High-Content Biopsies Facilitate Molecular Analyses and Do Not Increase Complication Rates in Patients With Advanced Solid Tumors

JCO Precis Oncol. 2017 Nov:1:1-9. doi: 10.1200/PO.17.00081.

Abstract

Purpose: Precision oncology relies on frequent pathologic, molecular, and genomic assessments of tumor tissue to guide treatment selection, evaluate pharmacodynamic effects of novel agents, and determine drug resistance mechanisms. Newer forms of analyses such as drug screens in cell lines and patient-derived xenografts demand increasing amounts of tissue material. It remains unknown how the need for serial biopsies with large numbers of tumor cores relates to tissue yields and biopsy complication rates.
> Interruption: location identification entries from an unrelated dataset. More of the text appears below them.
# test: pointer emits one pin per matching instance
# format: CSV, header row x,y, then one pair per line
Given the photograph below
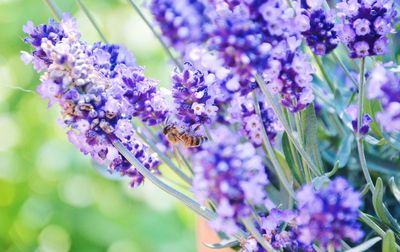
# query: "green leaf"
x,y
334,170
344,151
310,126
380,209
365,245
395,190
320,181
377,197
289,158
284,165
372,140
223,244
389,242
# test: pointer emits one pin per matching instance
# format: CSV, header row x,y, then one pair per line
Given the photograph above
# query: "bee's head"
x,y
168,128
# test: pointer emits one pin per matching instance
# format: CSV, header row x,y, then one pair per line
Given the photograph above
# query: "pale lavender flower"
x,y
291,78
328,215
385,86
365,26
231,175
182,22
100,90
319,31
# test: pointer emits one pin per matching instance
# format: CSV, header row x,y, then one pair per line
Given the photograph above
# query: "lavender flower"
x,y
248,34
279,228
365,25
352,110
241,110
181,22
99,89
232,176
291,77
385,86
329,214
193,103
319,30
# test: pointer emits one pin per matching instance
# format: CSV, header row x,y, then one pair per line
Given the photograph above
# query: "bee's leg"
x,y
196,128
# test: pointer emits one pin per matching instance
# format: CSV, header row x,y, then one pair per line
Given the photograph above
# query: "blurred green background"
x,y
52,198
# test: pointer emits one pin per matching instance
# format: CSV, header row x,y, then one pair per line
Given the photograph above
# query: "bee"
x,y
86,107
189,140
106,127
69,108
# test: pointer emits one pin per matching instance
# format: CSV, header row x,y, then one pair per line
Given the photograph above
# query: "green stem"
x,y
278,113
165,159
195,206
346,71
248,223
271,153
369,222
151,27
301,138
360,144
180,156
90,17
54,9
Materials and methods: In this study, we performed a retrospective analysis of 199 focal liver biopsies performed in 143 patients in the setting of oncologic research protocols (research biopsy group) over a 4-year period at a single-intervention oncology service. Practice patterns and complication rates were compared with those related to 1,522 consecutive biopsies performed in 1,154 patients in whom two cores were obtained for standard clinical management of patients (standard biopsy).

Results: In the research biopsy group, 1,100 tissue cores (average, 5.5 cores per procedure) were harvested and distributed to trial sponsors, internal research laboratories, and pathology services. The complication rate in this cohort was 0.5% for major complications (one of 199) and 1.0% for minor complications managed conservatively (two of 199). In the standard biopsy control group, major complications were observed in 1.4% of procedures (22 of 1,522) and minor complications in 0.2% (three of 1,522). These complication rates were not statistically different.

Conclusion: Harvesting extra tissue cores through coaxial needles during focal liver biopsies does not increase complication rates and yields valuable tissue for additional experimental testing.